Probobli Boboli | Florence, Italy | Unit 21 | 2023

This project explores the potential of using probabilistic simulations as part of a creative process for design, rather than simply a tool for validation, to further an understanding of the implications for designing with uncertainty at each step of the process. The exploration emerged from a historical study of the banks, libraries and fountains of Florence, looking at them as nodes in networked systems connected to reservoirs (of varying kinds) for managing uncertainty of different resources (financial, knowledge etc.) across time. The study goes back to the Medici rulers of sixteenth century Florence, who generated their wealth through banking, converted that wealth into power and influence over culture and material flows such as the water supply in the city and embodied it in the creation of the marble Neptune fountain in the Piazza Signoria.
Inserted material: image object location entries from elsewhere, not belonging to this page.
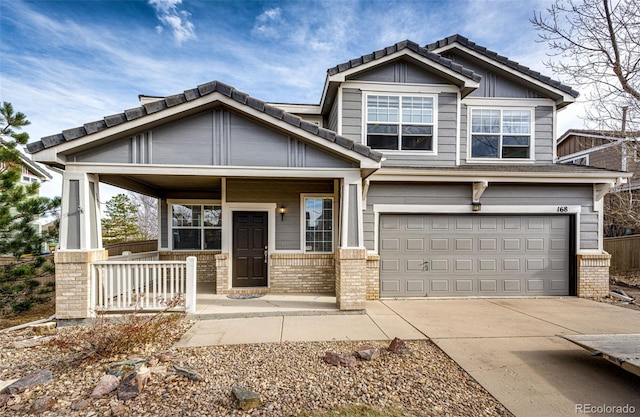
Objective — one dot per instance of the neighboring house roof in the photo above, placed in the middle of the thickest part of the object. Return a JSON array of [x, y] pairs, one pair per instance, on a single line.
[[442, 45], [149, 109], [612, 135]]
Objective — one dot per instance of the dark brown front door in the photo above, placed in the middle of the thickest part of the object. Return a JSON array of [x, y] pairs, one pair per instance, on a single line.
[[249, 249]]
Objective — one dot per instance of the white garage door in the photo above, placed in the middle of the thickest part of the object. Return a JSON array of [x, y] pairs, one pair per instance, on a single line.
[[475, 255]]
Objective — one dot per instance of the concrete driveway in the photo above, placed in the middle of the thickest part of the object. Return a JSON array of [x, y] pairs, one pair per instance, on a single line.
[[510, 347]]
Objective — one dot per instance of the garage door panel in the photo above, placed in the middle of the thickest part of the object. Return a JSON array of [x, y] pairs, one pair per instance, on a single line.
[[441, 254]]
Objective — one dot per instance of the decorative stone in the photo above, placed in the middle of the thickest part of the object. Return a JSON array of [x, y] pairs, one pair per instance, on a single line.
[[40, 377], [130, 387], [4, 384], [367, 352], [397, 345], [338, 359], [188, 372], [44, 329], [81, 405], [246, 399], [107, 384], [43, 404]]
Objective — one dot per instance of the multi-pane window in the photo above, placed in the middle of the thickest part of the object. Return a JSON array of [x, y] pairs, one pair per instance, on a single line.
[[318, 227], [196, 227], [400, 123], [499, 133]]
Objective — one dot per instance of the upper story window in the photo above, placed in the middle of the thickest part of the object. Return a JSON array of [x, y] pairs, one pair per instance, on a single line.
[[400, 123], [196, 227], [501, 134]]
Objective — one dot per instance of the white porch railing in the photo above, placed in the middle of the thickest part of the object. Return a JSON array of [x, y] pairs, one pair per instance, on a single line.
[[147, 285]]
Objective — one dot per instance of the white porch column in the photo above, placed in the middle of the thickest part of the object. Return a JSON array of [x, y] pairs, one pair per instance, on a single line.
[[351, 256], [80, 244], [80, 226]]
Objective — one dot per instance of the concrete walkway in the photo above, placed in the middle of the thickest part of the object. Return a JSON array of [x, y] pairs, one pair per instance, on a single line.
[[508, 345]]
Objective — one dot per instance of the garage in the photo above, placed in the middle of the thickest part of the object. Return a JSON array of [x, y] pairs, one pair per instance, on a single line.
[[438, 255]]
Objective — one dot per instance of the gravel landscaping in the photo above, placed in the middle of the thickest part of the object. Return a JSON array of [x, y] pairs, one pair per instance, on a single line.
[[291, 379]]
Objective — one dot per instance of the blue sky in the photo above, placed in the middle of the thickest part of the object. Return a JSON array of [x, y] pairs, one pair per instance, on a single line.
[[65, 63]]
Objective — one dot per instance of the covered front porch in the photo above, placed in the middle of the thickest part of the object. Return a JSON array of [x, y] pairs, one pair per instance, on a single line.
[[241, 236]]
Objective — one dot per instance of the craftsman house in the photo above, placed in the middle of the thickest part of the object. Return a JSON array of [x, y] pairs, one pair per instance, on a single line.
[[424, 171]]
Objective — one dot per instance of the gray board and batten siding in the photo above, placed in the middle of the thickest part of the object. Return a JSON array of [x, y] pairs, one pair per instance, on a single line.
[[455, 195], [214, 138]]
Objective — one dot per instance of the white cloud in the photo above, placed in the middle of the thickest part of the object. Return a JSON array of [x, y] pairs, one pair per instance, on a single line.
[[177, 20], [268, 23]]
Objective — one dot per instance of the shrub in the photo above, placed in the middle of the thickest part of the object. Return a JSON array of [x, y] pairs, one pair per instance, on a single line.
[[110, 336]]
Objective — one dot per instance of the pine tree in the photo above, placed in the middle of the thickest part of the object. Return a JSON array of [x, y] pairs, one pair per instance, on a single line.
[[20, 204], [121, 223]]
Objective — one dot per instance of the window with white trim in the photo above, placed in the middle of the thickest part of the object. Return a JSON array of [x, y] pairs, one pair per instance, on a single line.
[[318, 224], [400, 123], [501, 133], [196, 226]]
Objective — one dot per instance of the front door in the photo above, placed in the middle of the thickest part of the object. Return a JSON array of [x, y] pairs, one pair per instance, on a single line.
[[250, 249]]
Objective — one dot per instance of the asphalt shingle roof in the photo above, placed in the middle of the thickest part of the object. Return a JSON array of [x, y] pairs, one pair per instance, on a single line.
[[190, 95], [501, 59], [406, 44]]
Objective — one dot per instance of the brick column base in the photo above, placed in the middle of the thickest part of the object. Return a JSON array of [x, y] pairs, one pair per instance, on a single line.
[[351, 278], [73, 282], [373, 277], [593, 275]]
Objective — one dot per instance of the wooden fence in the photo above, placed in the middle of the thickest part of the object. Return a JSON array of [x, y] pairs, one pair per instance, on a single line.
[[115, 249], [625, 253]]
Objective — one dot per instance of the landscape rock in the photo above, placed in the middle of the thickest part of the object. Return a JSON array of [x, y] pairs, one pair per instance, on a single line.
[[40, 377], [43, 404], [246, 399], [367, 352], [44, 329], [131, 386], [397, 345], [338, 359], [188, 372], [107, 384], [81, 405]]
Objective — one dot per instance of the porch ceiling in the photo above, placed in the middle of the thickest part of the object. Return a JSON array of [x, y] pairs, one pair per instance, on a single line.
[[167, 186]]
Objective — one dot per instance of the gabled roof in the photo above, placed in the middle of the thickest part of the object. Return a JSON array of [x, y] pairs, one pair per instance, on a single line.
[[494, 56], [406, 44], [38, 170], [203, 90]]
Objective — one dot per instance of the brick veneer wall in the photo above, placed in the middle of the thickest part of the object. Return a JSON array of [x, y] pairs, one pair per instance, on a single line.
[[373, 277], [593, 275], [73, 279], [351, 285], [302, 273], [206, 268]]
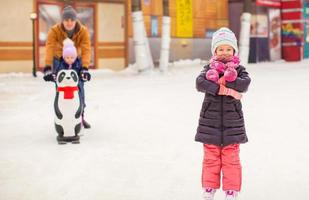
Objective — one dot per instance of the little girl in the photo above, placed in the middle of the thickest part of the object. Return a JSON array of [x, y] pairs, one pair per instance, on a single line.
[[221, 125]]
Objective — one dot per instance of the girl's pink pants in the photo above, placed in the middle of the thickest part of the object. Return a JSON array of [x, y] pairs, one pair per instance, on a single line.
[[225, 158]]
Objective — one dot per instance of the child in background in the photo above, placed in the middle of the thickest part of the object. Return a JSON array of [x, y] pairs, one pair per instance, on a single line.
[[221, 124]]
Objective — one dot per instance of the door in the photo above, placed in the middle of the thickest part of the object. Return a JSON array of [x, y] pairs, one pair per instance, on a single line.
[[49, 14]]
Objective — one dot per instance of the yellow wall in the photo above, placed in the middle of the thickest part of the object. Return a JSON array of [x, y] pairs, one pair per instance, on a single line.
[[111, 36]]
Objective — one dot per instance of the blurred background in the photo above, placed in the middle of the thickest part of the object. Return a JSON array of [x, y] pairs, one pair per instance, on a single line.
[[279, 30]]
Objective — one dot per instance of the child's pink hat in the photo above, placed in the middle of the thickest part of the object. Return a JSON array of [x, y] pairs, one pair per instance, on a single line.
[[69, 48]]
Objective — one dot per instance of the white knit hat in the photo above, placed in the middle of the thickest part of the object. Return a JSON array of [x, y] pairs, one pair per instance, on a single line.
[[223, 36]]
The interaction between water and stone as a slow process of weathering and erosion is a way into considering the design of a building across time considering the material flows through its life cycle.

The design process incorporates probabilistic models to distribute materials and channels across the site. It utilizes generative adversarial networks to simulate various stones for design synthesis. The resulting architectural elements disrupt and adhere to probable lines and channels, creating a unique blend of controlled design and random disturbances.

The project highlights the site’s invariants, such as trees and topography, and integrates pathways that connect buildings and focal points. It also includes subterranean spaces, a grotto, an olive grove labyrinth, a residence, and a library. These spaces incorporate flowing stone walls, meandering pathways, and computational tools to create dynamic and contemplative environments.

By employing probabilistic design principles and computational tools, this project reimagines the Renaissance gardens and explores the interplay between man-made design and the chaotic forces of nature, and what this suggests about the relationship between architecture, probability, and computation.